In reality, thalassaemia, with more than 150 different mutations, is too complex to be simulated accurately, and the relatively unsophisticated model presented in this study suffers from several limitations. The first approach that we explored, doing nothing, i.e. “no treatment, no prevention”, is certainly not a practical method to be discussed for management of thalassaemia. It is, nevertheless, a situation occurring in certain areas of the world which, it is to be hoped, will disappear in the near future. Treatment of all homozygotes phenotypically is still not available. Bone marrow transplantation, though promising, is associated with several complications such as infertility, graft rejection, graft versus host disease and even death in a noticeable proportion of patients. Besides, transplantation for all patients affected with thalassaemia major is obviously an impossible target. Abortion of all affected fetuses is also not practical.

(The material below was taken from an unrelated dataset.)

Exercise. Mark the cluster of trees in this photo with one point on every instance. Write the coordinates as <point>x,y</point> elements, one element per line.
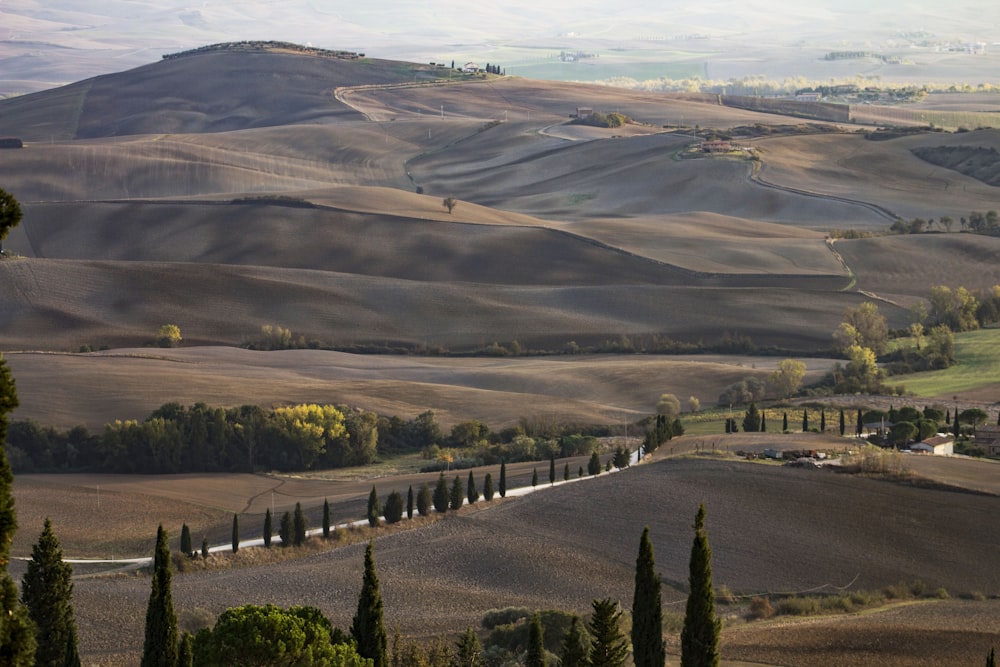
<point>976,222</point>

In this study, the fertility scalar m was only applied to homozygotes. However, it is unlikely that heterozygotes or even normal individuals have m = 1. The simulation also did not take into consideration the fact that members of defined ethnic or racial groups are more likely to marry within the group than outside it, and therefore it could only be applied to a small, genetically homogenous population.

The simulation model presented only tests 4 hypothetical situations. In real life, however, we face a very complex situation that has resulted from a combination of all the different approaches to thalassaemia. One way to understand the real situation would be to explore it at its extremes, i.e. to analyse the situation when only 1 approach is used. This over-simplification in fact delineates the borders outlining the true situation and thus, will help in better understanding of the current situation, in improving short- and long-term planning and in more efficient utilization of our health care resources.

As an example, if we try to perform bone marrow transplantation (to treat phenotypically) for some homozygotes and do prenatal diagnosis and abortion of affected fetuses for some pregnancies, we expect the resultant fgene curve would lie somewhere between the curves corresponding to the 2 methods used.

Since we did not use anything specific to the thalassaemia gene, the inferences of this simulation may apply to many other similar hereditary diseases. No matter which of the 4 strategies is used, with the assumptions made, the population disease gene frequency, in the worst case, will remain constant over time.